Could you give a brief explanation on how the spider is being dynamically instantiated and passed to the crawly engine? I understand that the extraction rules and init is stored in ecto, but what about the spider-level settings? and how does the engine keep track of it, considering that the spider discovery is based on module behaviour implementation?

@oltarasenko
Copy link
Collaborator Author

Hey @Ziinc the feature is quite experimental atm, and some parts would have to be improved (as they look ugly). However I wanted to build this feature, and it feels like it's almost working. Once done, I will be able to re-write it, to make it look normal from the coding point of view. (Of course, if there will be interest in this feature after all. Actually, I've noticed that in general, the interest in scraping and crawling is quite limited in the Elixir community, so it may be the case that these efforts were not needed :().

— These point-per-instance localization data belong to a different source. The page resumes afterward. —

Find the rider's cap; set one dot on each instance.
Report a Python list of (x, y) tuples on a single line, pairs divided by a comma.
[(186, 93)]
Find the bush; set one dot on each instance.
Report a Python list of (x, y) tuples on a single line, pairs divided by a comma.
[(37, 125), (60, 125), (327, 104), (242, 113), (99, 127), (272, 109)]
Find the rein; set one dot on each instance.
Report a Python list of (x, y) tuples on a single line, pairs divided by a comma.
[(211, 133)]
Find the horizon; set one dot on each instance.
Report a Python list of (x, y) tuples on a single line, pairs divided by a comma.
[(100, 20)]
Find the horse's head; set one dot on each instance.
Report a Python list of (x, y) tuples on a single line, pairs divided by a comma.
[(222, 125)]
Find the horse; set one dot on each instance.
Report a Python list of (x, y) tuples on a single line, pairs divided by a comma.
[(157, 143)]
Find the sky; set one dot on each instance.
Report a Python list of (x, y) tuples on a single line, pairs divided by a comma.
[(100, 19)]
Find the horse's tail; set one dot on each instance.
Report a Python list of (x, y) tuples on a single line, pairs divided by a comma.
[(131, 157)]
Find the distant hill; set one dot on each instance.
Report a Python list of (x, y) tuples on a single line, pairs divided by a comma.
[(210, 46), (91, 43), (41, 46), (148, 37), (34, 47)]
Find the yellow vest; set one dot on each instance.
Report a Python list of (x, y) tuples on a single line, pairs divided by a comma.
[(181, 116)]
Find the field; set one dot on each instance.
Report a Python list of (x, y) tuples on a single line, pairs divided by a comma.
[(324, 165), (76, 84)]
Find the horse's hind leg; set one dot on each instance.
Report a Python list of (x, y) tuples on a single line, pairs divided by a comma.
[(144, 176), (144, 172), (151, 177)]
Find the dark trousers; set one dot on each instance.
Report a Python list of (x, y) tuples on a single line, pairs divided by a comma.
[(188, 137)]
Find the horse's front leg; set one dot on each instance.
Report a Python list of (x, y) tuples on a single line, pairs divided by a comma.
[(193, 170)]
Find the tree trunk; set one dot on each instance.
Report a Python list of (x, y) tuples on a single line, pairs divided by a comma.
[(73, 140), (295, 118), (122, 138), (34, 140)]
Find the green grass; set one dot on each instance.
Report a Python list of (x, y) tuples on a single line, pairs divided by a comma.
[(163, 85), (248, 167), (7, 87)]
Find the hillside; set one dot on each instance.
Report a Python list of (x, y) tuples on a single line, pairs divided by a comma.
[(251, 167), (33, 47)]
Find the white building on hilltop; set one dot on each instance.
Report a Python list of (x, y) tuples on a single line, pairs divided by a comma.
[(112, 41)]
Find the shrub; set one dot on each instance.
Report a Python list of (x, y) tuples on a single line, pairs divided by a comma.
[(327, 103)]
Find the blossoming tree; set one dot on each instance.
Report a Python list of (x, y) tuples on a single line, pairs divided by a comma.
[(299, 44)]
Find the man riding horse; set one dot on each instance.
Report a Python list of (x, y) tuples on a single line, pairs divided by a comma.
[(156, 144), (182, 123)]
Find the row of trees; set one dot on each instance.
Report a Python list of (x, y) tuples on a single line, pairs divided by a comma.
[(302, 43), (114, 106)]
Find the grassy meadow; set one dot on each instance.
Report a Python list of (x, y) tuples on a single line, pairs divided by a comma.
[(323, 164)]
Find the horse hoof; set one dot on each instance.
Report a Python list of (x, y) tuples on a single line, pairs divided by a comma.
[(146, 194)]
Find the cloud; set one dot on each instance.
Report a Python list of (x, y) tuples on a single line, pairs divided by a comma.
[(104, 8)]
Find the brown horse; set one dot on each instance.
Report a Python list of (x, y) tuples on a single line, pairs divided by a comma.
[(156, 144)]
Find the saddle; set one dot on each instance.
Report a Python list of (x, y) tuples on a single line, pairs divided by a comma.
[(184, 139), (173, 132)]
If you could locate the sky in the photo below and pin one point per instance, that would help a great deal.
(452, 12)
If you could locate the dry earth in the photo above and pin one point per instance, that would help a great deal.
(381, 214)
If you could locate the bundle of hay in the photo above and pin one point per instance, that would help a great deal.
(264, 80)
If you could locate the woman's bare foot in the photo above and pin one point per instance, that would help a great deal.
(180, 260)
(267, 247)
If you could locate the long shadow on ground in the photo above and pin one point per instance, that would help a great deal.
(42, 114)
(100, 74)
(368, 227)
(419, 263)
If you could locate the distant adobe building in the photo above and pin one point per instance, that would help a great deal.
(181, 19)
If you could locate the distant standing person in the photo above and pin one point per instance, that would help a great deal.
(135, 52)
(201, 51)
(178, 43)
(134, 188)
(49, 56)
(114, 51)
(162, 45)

Regarding the implementation:

  1. Currently we have one spider template, which is defined as a string for now (🤮 ). And the idea is that a spider module is generated on the fly from the string + data from the database (https://github.com/oltarasenko/crawly_ui/blob/master/lib/crawly_ui.ex#L30). I want to make a working version here, and then I will try to find a better way..
  2. Once the create_spider function is called, the module is generated from the string and dynamically loaded into a worker node, so the worker can pick it up
  3. Finally once code is loaded the UI schedules it, similarly as it does it for other spiders.

Other questions:

  1. For now spider level settings are also in the same module as the extraction rules. However, in the future, I plan to allow crawly_ui to schedule a spider with given settings (so settings will not be a part of a given spider anymore)
  2. The engine, for now, does not keep track of it, as the module is not a part of the filesystem of the worker node. So if the worker goes down, UI will have to reload it. Which I think makes sense. In general, I wanted UI to be able to cross schedule everything on all worker nodes added to it. So it can keep a registry of all spiders known by every node. Otherwise, we can also register a loaded spider in the Engine if it's API is extended.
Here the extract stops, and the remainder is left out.